Central Italy (Italia centrale or Centro Italia) is one of the five official statistical regions of Italy used by the Italian National Institute of Statistics (ISTAT), a first-level NUTS region with code ITI, and a European Parliament constituency. It has 11,699,125 inhabitants as of 2026.

== Geography ==
Central Italy is crossed by the northern and central Apennines and is washed by the Adriatic Sea to the east, by the Tyrrhenian Sea and the Ligurian Sea to the west. The main rivers of this portion of the territory are the Arno and the Tiber with their tributaries (e.g. Aniene), and the Liri-Garigliano. The most important lakes are Lake Trasimeno, Lake Montedoglio, Lake Bolsena, Lake Bracciano, Lake Vico, Lake Albano, and Lake Nemi. From an altimetric point of view, central Italy has a predominantly hilly territory (68.9%). The mountainous and flat areas are equivalent to 26.9% and 4.2% of the territorial distribution, respectively.

=== Regions ===
Central Italy encompasses four of Italy's twenty regions, including Tuscany, Marche, Umbria, and Lazio (listed in geographical order from north to south).
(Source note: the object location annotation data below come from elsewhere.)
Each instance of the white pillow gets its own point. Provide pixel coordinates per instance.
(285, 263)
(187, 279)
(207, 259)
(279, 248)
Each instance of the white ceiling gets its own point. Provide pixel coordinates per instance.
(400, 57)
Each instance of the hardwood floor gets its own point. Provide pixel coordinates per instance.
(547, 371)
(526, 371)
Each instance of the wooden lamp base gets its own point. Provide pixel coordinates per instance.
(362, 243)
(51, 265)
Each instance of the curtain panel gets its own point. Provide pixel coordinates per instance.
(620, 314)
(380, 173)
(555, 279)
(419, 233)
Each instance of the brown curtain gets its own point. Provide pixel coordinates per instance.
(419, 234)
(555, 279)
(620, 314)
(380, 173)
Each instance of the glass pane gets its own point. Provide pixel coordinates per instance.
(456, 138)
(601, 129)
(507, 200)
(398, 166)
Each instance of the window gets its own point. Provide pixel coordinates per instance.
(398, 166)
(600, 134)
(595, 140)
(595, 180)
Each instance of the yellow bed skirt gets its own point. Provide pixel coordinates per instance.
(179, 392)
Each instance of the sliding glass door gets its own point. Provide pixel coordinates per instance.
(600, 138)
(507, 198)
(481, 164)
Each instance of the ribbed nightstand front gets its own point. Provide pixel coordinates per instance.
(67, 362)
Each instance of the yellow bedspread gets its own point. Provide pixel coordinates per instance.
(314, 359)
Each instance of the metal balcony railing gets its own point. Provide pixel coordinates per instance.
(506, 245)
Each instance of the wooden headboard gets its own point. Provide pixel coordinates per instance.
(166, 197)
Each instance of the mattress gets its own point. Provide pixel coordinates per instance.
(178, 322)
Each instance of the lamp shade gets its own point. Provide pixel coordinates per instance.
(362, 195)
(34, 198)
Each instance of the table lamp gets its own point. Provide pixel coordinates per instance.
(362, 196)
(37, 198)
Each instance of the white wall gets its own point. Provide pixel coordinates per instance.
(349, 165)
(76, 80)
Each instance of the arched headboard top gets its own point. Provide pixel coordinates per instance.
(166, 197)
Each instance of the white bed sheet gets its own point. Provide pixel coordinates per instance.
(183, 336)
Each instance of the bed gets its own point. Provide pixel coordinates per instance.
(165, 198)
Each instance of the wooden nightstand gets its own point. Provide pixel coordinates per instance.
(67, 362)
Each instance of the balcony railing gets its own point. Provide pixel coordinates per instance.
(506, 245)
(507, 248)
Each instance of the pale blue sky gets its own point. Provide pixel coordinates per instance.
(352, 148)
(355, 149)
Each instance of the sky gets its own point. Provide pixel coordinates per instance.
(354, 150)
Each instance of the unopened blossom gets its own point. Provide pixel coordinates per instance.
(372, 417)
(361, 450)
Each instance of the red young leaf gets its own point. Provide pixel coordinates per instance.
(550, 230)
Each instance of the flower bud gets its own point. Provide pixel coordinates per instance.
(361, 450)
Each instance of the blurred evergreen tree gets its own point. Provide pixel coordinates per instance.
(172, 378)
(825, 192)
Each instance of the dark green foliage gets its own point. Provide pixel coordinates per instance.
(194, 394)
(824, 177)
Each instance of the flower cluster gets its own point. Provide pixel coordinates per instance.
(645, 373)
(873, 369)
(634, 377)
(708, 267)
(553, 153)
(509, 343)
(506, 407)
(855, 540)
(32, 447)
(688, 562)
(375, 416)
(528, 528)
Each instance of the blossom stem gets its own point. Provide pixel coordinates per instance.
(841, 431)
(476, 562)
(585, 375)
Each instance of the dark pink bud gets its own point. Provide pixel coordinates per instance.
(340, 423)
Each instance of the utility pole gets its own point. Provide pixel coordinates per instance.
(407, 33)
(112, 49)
In the northernmost parts of this territory, specifically in the northwesternmost areas of Tuscany and the northern parts of Marche, Gallo-Italic dialects typical of Northern Italy are spoken, reflecting the intense historical exchanges between these areas and northern Italy. Conversely, the easternmost and southernmost parts of Lazio (Cittaducale, Amatrice, Sora, Cassino, Isola del Liri, Sperlonga, Fondi, Gaeta, and Formia districts, as well as the islands of Ponza and Ventotene) are sometimes connected to southern Italy (the Mezzogiorno) for cultural and historical reasons; they were once part of the Kingdom of the Two Sicilies and southern Italian dialects are spoken there, reflecting their status as part of Southern Italy until they were permanently annexed to Lazio during the administrative borders reorganization of 1927. From a strictly geographical standpoint, central Italy may also include the regions of Abruzzo and Molise, which are otherwise considered part of Southern Italy for sociocultural, linguistic, and historical reasons. Indeed, in the official macro-regional division defined by the Italian National Institute of Statistics (ISTAT) and corresponding to the European Union's NUTS 1 classification, both Abruzzo and Molise are officially categorized under South Italy.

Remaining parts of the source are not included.